CHP Grup Başkanvekili Özgür Özel, yaşanılan süreç ile ilgili Duvar gazetesinde yer alan sorulara karşılık şu açıklamayı yaptı;
SORU: Bu hafta gündemin en önemli başlığı başörtüsüne ilişkin kanun teklifini Meclis’e sunmanız oldu. Konuştuğumuz hukukçular böyle bir kanun maddesine gerek olmadığını söylüyor, anayasada da bu ifadelerin yerinin olmadığını ifade ediyor. Cumhurbaşkanı Erdoğan da Kılıçdaroğlu’na yönelik “Adam gibi dürüst ol” gibi sert ifadeler kullandı. Bu teklif nasıl ortaya çıktı, gerek var mı?
Sayın genel başkan “helalleşme” çağrısı yapıyor. Bu çağrının çok farklı yönleri var.
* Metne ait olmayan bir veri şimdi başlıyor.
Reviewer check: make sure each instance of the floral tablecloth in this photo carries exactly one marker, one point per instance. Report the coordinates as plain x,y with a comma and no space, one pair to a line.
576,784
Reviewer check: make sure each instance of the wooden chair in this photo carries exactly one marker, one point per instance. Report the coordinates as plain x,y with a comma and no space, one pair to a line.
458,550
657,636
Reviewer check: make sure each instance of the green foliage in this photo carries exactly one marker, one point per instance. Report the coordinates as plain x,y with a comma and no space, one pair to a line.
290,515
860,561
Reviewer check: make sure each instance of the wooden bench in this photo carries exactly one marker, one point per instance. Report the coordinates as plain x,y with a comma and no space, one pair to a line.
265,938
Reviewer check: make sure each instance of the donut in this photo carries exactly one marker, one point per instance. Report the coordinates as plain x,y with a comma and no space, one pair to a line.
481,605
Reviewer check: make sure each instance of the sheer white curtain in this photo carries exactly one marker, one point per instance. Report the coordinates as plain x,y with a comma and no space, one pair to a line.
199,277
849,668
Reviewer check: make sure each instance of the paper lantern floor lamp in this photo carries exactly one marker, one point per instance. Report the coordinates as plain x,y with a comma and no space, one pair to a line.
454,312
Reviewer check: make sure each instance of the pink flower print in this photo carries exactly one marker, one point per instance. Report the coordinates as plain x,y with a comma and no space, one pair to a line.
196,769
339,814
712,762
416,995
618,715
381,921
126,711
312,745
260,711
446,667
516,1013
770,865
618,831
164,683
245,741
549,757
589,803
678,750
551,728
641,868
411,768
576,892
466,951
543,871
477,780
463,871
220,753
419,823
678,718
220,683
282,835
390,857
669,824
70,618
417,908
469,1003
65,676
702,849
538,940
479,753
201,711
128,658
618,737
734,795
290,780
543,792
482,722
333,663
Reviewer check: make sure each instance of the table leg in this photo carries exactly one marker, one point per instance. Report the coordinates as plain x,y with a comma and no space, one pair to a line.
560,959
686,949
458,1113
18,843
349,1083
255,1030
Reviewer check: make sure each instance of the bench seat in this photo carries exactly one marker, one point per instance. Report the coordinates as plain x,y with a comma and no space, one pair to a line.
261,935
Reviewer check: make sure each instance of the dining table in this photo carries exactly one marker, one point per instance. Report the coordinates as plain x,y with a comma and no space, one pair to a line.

Roboski’yle helalleşmeden de bahsediyor başörtüsünün yasak olduğu dönemde sıkıntı çekmiş kadınlarla helalleşmeden de bahsediyor. “Biz bu iktidardan rahatsızız, size oy vermek istiyoruz ama bize sürekli ‘gelirlerse sizin başörtünüzle uğraşırlar’ diyorlar” gibi sorular yaz boyunca sahada çalışan arkadaşlarımıza soruldu. “Ekonomik olarak iktidar bizi mahvetti, iktidar değişikliği istiyoruz ama AK Partili dostum bana ‘CHP’ye oy vermeyi düşünüyorsun ama iktidara gelirse başörtüsünü yasaklar’ dedi, bu kaygımız var” sözlerine karşı CHP, “Kanun teklifi verelim, güvenceye alalım, milletin önünde teklifi sunup teklife oy vererek hem samimiyetimizi vurgulayalım hem de güvence olsun” diyor. Siyasette bu var. Bu gayri meşru bir alan değil.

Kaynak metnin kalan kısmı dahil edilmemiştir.